Saturday, May 26, 2007

Judge Morris Hoffman and the Wrongful Conviction Rate

Since the publication of his op-ed piece in the April 26 Wall Street Journal, Morris Hoffman's claim of an astonishingly low wrongful conviction rate (0.00065 %) has been embraced by some as an indication that we should simply stop worrying so much about wrongful convictions. Close readers of Hoffman's article--and those who actually passed 5th grade math--should be cringing at the starting assumption of Hoffman's calculation: that 20% of all trial verdicts are wrong.

Hoffman reduces the 20% number to .00065% by dividing the 20% by the enormous number of cases that are plea-bargained.

For those who have rejoiced at Judge Hoffman's conclusion that wrongful conviction is rare, let me ask: Is a 20% error rate at trial acceptable?

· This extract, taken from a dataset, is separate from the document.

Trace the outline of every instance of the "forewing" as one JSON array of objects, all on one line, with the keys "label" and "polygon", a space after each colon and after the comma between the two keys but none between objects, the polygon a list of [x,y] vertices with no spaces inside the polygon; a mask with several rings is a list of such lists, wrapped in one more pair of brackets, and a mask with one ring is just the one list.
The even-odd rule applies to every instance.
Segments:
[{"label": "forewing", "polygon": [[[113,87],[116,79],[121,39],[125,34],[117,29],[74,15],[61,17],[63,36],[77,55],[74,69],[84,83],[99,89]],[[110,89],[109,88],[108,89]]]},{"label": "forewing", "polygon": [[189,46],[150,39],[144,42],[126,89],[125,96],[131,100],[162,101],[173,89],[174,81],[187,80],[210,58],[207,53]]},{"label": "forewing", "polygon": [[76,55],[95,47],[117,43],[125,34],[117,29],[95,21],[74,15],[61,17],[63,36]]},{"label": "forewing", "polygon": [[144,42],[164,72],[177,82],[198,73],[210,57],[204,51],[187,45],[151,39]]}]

Hoffman mentions parenthetically that innocence projects fail to mention cases where defendants are wrongfully acquitted. What he fails to note is that a wrongful conviction is really an especially pernicious kind of wrongful acquittal. Remember that when a crime is committed and the wrong person is convicted, the actual perpetrator goes free--something that should outrage all who are concerned about victims' rights.

The problem of wrongful conviction is one that should concern all thinking citizens of all ideological stripes.